Garth ging hinunter, um den Elfenjägern zu helfen, die begonnen hatten, die Stämme für das Floß zusammenzubinden. Gavilan sprach leise mit Ellenroh, in deren Augen sich ruheloser Unwille widerspiegelte. Wren beobachtete ihn einen Augenblick eindringlich und maß das, was sie jetzt sah, an dem, was sie zuvor gesehen hatte. Die überdeutliche Anspannung und die sorglose Gleichgültigkeit, das waren zwei Bilder in scharfem Kontrast. Sie fand Gavilan faszinierend, eine Mischung aus Möglichkeiten und Verlockungen. Sie mochte ihn und wollte ihn in ihrer Nähe haben. Aber es war noch etwas in ihm verborgen, etwas, was sie verwirrte, und das sie noch herausfinden mußte.
»Nur noch ein paar Minuten«, informierte die Eule sie, strich wie ein Schatten an ihr vorbei und verschmolz wieder mit dem Nebel.

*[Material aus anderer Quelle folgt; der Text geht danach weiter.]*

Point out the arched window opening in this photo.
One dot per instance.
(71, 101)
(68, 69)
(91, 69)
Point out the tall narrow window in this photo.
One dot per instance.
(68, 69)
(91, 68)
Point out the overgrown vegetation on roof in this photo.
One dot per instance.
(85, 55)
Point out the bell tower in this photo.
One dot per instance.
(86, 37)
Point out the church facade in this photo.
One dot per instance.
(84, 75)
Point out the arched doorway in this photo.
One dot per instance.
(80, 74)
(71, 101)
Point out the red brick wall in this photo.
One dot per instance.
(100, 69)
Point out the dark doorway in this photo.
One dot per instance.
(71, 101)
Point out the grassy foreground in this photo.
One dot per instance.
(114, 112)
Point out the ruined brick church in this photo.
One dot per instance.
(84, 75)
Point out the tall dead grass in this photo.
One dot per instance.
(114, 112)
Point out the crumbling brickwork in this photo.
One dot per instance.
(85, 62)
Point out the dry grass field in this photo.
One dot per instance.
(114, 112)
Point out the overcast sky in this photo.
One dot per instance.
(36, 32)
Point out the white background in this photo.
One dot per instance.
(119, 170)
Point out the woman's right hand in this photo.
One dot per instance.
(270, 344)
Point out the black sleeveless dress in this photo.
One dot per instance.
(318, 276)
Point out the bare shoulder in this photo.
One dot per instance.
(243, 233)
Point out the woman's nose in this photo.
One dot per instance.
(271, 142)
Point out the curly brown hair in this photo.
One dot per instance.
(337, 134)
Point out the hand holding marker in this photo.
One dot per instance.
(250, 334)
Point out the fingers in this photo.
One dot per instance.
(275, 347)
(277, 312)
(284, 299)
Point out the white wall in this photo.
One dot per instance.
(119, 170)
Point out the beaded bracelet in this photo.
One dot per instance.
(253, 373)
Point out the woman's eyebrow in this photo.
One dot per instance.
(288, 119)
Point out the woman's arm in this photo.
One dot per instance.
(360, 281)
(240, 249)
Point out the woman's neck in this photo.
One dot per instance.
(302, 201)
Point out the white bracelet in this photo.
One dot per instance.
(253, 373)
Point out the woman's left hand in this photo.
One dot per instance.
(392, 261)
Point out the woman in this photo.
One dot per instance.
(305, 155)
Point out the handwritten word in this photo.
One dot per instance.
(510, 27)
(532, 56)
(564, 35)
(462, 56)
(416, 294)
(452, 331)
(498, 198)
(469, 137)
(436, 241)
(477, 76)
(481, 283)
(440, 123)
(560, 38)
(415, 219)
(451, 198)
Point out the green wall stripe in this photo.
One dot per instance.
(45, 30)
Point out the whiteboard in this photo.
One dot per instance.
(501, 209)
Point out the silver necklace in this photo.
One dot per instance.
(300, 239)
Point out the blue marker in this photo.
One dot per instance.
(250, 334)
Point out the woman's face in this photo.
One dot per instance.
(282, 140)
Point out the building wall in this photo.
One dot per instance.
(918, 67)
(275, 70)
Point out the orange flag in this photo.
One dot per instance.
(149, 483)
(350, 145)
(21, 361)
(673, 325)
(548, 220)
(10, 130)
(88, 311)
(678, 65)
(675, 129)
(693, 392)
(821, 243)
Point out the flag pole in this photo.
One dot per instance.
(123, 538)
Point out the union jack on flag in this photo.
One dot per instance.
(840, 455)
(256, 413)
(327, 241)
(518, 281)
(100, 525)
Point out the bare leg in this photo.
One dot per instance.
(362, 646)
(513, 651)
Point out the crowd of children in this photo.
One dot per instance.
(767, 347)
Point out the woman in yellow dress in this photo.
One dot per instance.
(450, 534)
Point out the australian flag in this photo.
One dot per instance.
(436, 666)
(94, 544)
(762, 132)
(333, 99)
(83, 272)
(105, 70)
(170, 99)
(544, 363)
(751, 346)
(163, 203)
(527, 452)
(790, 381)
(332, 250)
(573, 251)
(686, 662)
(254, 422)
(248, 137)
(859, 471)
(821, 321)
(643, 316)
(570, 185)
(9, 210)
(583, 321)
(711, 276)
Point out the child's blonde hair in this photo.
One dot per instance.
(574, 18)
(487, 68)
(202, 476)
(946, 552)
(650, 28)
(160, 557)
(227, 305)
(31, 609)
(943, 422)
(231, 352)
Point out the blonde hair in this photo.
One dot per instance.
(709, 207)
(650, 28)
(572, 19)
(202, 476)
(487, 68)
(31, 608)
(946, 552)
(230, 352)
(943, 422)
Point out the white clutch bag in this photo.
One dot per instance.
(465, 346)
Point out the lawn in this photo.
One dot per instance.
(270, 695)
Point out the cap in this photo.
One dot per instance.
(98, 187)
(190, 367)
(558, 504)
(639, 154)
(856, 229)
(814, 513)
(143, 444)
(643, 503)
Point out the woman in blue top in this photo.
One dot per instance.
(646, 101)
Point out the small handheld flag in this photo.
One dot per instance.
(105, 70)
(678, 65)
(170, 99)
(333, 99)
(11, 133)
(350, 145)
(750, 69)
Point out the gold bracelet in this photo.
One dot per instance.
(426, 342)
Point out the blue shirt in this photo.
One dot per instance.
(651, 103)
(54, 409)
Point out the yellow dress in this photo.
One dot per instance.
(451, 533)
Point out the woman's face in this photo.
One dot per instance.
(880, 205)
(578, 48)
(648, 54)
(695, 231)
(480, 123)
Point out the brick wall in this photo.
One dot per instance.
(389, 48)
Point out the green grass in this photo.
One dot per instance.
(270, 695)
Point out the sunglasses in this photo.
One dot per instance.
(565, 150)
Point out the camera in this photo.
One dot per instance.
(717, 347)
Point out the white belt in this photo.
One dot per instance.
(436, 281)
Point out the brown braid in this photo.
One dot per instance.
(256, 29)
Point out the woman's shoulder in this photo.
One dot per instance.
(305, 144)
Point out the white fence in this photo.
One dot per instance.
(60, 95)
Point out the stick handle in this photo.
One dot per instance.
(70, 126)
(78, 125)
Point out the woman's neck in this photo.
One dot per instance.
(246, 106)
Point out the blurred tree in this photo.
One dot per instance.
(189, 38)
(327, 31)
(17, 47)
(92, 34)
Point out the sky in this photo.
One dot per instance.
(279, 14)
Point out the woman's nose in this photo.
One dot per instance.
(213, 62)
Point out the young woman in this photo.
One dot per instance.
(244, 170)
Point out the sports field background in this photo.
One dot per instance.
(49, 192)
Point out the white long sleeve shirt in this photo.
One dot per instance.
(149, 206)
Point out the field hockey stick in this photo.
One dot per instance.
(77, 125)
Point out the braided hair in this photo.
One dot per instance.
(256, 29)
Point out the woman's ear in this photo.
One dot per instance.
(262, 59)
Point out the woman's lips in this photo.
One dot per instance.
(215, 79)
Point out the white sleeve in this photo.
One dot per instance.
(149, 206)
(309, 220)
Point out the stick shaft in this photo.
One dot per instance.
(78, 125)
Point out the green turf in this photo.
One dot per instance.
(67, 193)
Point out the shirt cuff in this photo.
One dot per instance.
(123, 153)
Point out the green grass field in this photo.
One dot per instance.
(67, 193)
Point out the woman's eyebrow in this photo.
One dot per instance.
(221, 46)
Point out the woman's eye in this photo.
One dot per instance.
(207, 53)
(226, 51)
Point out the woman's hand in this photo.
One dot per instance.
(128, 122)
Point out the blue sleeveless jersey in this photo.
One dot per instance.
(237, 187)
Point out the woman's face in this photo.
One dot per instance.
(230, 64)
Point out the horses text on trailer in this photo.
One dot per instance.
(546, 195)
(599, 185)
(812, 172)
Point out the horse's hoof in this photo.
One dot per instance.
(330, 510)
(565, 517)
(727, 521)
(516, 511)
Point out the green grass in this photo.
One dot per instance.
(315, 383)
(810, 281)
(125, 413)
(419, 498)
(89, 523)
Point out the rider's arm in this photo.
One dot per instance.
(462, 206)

Als sie aufstand, schoß plötzlich etwas Kleines und Schnelles aus der Erde heraus und warf sich auf sie. Sie taumelte zurück, schlug verzweifelt um sich und erkannte dann, daß das Wesen, das sich da an sie klammerte, Faun war. Sie mußte gegen ihren Willen lachen und umarmte den Baumschreier fest.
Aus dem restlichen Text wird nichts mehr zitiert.